Scoppia un polverone dopo il via libera in Senato a una norma che penalizza gli enti locali impegnati a mitigare gli effetti sociali del gioco d'azzardo e in particolare delle slot machine. L'emendamento (inserito nella conversione del decreto «Salva Roma») del Nuovo centro destra prevede decurtazioni dei trasferimenti dallo Stato a Comuni e Regioni che applicano norme a salvaguardia dei soggetti deboli (distanze minime da scuole e altri centri di aggregazione eccetera)

di Zenone Sovilla

slot machineScoppia un polverone dopo il via libera in Senato a una norma che penalizza gli enti locali impegnati a mitigare gli effetti sociali del gioco d'azzardo e in particolare delle slot machine.

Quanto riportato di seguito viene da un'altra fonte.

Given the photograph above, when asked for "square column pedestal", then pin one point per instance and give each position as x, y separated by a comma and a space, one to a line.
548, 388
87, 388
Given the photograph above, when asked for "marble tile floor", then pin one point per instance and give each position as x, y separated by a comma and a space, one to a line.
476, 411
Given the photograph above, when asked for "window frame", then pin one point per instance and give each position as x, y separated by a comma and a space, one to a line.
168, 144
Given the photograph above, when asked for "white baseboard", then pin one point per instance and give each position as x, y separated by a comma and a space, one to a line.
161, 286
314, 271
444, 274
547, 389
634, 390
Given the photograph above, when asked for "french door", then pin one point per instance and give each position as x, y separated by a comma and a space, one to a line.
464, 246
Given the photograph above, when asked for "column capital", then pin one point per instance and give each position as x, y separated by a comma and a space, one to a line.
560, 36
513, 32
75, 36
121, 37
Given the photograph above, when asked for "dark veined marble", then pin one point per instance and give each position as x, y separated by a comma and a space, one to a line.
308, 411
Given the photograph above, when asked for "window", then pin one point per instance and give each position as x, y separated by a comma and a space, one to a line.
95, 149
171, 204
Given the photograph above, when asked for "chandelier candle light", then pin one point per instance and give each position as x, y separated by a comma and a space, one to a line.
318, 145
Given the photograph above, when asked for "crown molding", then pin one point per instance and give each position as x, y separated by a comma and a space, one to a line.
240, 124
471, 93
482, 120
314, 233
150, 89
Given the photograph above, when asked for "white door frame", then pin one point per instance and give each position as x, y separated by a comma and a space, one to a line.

L'emendamento (inserito nella conversione del decreto «Salva Roma») del Nuovo centro destra prevede decurtazioni dei trasferimenti dallo Stato a Comuni e Regioni che applicano norme a salvaguardia dei soggetti deboli (distanze minime da scuole e altri centri di aggregazione eccetera). «Un'iniziativa del gruppo per le autonomie ha fatto escludere da questo meccanismo le Province autonome di Trento e Bolzano, dove sono già state adottate in molti Comuni regolamentazioni simili», spiega il senatore Vittorio Fravezzi. L'emendamento alfaniano richiama la diminuzione di introiti all'erario provocata da disposizioni territoriali che inaspriscono la regolamentazione nazionale. Perciò gli enti locali saranno cinicamente chiamati «rimborsare» lo Stato.
 
Il voto ha visto 140 senatori a favore e 128 contrari: oltre a tutte le opposizioni si sono dissociati quattro esponenti Pd fra i quali Laura Puppato. Ora il decreto, che scade il 30 dicembre, è atteso in aula a Montecitorio, dove ieri peraltro è saltato l'accordo fra i capigruppo per chiudere il calendario dei lavori entro lunedì; non si esclude una riapertura della Camera fra Natale e Capodanno, anche perché l'esecutivo ha molta fretta di approvare un altro provvedimento criticato dalle opposizioni e da dissidenti nel Pd: il ddl Delrio «svuota Province».
 
«Appena ho saputo dell'emendamento del  Nuovo centro destra - racconta Fravezzi mi sono attivato per tutelare le nostre prerogative autonome e dunque le discipline a tutela dei soggetti deboli. Con l'approvazione in aula del mio emendamento, sottoscritto anche dal presidente del nostro gruppo Karl Zeller (Svp), vengono salvaguardate totalmente le competenze e i provvedimenti già adottati dalle due Province in materia di giochi pubblici e di contrasto alla ludopatia. Sono così evitati anche i rischi di ulteriori contenziosi costituzionali tra lo Stato e le i due enti a statuto speciale».
 
II gruppo per le autonomie si è però allineato alla maggioranza nel voto sull'emendamento che «condanna» gli altri enti locali italiani. Durissima, in proposito, la nota diffusa dal movimento Cinque stelle, nella quale il deputato Riccardo Fraccaro e i consiglieri provinciali Filippo Degasperi, Manuela Bottamedi e Paul Koellensperger (bolzanino) accusano i senatori regionali Berger, Fravezzi, Panizza e Zeller di aver sostenuto la linea di un governo «che condona i lobbisti dell'azzardo e punisce chi osa 
contrastarli». Ma anche dal Pd arrivano reazioni e annunci di una modifica: «Non posso spiegarlo perché è inspiegabile. Ho chiesto al Pd di rimediare», ha commentato il segretario democratico Matteo Renzi annunciando che la «porcata» sarà neutralizzata.  Z. S.